Now I am free. I’ve seen the dark side. I now know what it’s like to not be able to breathe, what it must be like for someone with emphysema. I don’t want to wind up like that one day. I actually have asthma. I was a fool to smoke at all. Why do we do stupid shit to ourselves? I have no idea. It felt connected to my personality. Isn’t that so ridiculous? I say that, and it’s so stupid, but I really felt that way. And I know when I feel all the way better, I’m going to have a hard time not incorporating it into my life – mentally (not physically).

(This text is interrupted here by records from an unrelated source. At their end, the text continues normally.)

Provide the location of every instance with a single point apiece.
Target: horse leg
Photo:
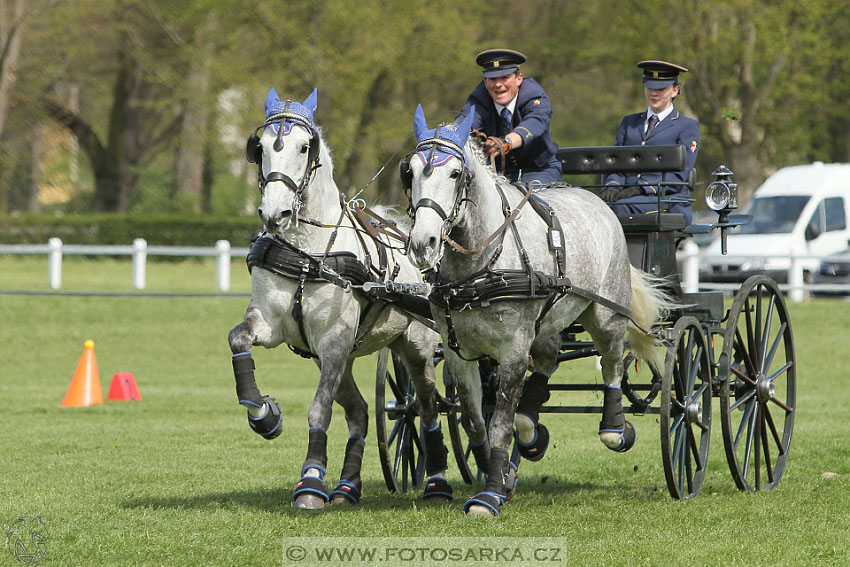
(357, 416)
(264, 414)
(416, 350)
(608, 331)
(310, 492)
(467, 380)
(533, 436)
(501, 472)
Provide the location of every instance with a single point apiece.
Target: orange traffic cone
(123, 388)
(85, 387)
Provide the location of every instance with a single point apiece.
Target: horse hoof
(309, 502)
(340, 499)
(438, 498)
(481, 511)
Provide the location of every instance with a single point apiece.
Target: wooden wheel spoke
(765, 337)
(743, 399)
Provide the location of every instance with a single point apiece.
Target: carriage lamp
(721, 195)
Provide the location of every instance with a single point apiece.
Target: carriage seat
(623, 159)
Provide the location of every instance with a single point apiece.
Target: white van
(799, 210)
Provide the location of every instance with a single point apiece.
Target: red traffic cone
(123, 388)
(85, 387)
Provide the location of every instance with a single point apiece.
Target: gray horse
(512, 268)
(303, 269)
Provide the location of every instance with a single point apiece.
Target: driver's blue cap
(660, 74)
(499, 62)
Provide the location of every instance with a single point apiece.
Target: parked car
(799, 210)
(834, 270)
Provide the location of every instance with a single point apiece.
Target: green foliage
(779, 68)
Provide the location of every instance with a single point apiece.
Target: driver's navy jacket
(530, 119)
(676, 129)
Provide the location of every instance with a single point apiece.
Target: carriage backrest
(650, 238)
(621, 159)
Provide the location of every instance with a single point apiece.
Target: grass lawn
(178, 478)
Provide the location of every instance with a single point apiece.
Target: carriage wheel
(759, 382)
(396, 423)
(686, 409)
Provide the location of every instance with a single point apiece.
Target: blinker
(278, 142)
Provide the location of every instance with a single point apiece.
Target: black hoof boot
(616, 433)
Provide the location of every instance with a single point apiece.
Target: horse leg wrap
(268, 424)
(317, 449)
(496, 487)
(316, 459)
(535, 393)
(349, 485)
(614, 422)
(246, 387)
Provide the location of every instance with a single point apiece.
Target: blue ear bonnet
(455, 139)
(288, 112)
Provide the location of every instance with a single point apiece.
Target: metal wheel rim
(399, 445)
(686, 410)
(758, 390)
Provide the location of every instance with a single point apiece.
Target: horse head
(437, 176)
(286, 149)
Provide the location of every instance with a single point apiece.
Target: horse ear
(311, 102)
(420, 127)
(271, 100)
(466, 125)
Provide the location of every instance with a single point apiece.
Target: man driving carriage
(661, 124)
(512, 115)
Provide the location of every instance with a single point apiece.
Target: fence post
(54, 262)
(690, 266)
(795, 279)
(222, 247)
(140, 256)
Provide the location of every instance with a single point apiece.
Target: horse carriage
(742, 355)
(522, 297)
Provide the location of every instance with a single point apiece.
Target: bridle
(462, 183)
(254, 153)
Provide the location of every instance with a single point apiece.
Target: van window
(774, 215)
(835, 217)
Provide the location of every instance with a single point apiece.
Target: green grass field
(179, 479)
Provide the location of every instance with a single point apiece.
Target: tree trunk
(189, 167)
(10, 48)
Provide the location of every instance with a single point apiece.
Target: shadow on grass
(376, 497)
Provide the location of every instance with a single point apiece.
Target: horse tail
(650, 305)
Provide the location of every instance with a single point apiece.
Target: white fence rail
(139, 250)
(689, 257)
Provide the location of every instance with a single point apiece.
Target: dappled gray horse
(303, 268)
(512, 268)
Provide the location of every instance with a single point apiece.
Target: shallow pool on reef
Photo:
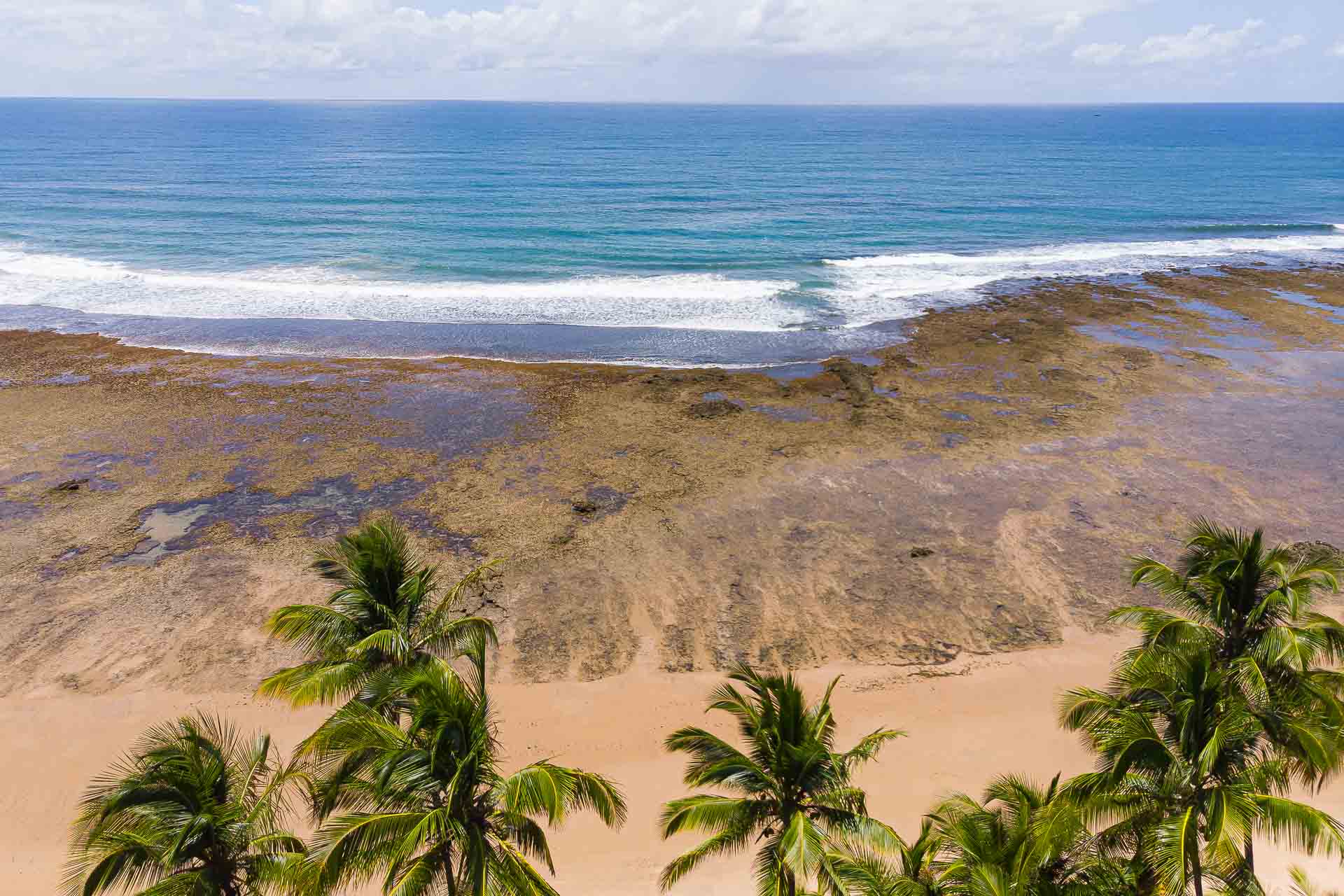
(328, 507)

But anywho… New York was GREAT! You know, before I got so sick. I felt it coming the very last day I was there. I may have partied a little too hard, but I was alone in NY with three days to do everything I could fit in, and we all know that’s just not enough time. I went overboard. I don’t usually drink, but I drank. I don’t usually stay up late, but I stayed up really late. I don’t usually walk around in 38 degree weather, but I did that too. I don’t usually walk around much at all (I live in Los Angeles after all!) so my legs were starting to collapse near the end of my stay. But I got to see a lot of art and a fair amount of NY that I had not yet seen. This was my 3rd time to NYC. I stayed at my regular place in Chelsea, the Chelsea Lodge – which was so perfect (2 blocks from the gallery).

I had never been to the Lower East Side, so I went there. I had a light dinner with Oriane Stender at a local wine bar and then went to see an art show at Mulherin + Pollard. I have been following Katharine Mulherin’s projects for some years. I’ve bought artwork from her in the past when I saw her at the art fairs. She’s a Toronto dealer. It was nice to see a gallery there in NY with her involved. I found out about it through a fellow artist friend, Brian Novatny, who I show with at George Billis in Los Angeles. He lives in Brooklyn and we hung out a bit in NY while I was there. He has begun to work a bit with Mulherin + Pollard. It was a cool little gallery and the Lower East Side has a nice up-and-coming contemporary art vibe to it, like Chelsea used to have before it got super popular.

A lot of people came to the opening at Denise Bibro, and I met some wonderful peeps, namely Judith Braun from the first season of Work of Art. She is so cool! I talked to her for a long time and really enjoyed her company. I also sat right next to Bill Gusky at dinner, who was in the show with me. He and his wife are cool peoples. And of course Nancy Baker, who made the entire exhibition happen in the first place. She is my Jewish sister and I owe her a giant birthday cake. I love her, and her amazing artwork.

Jeez, I could go on a bunch about NY, but I’d be here all day.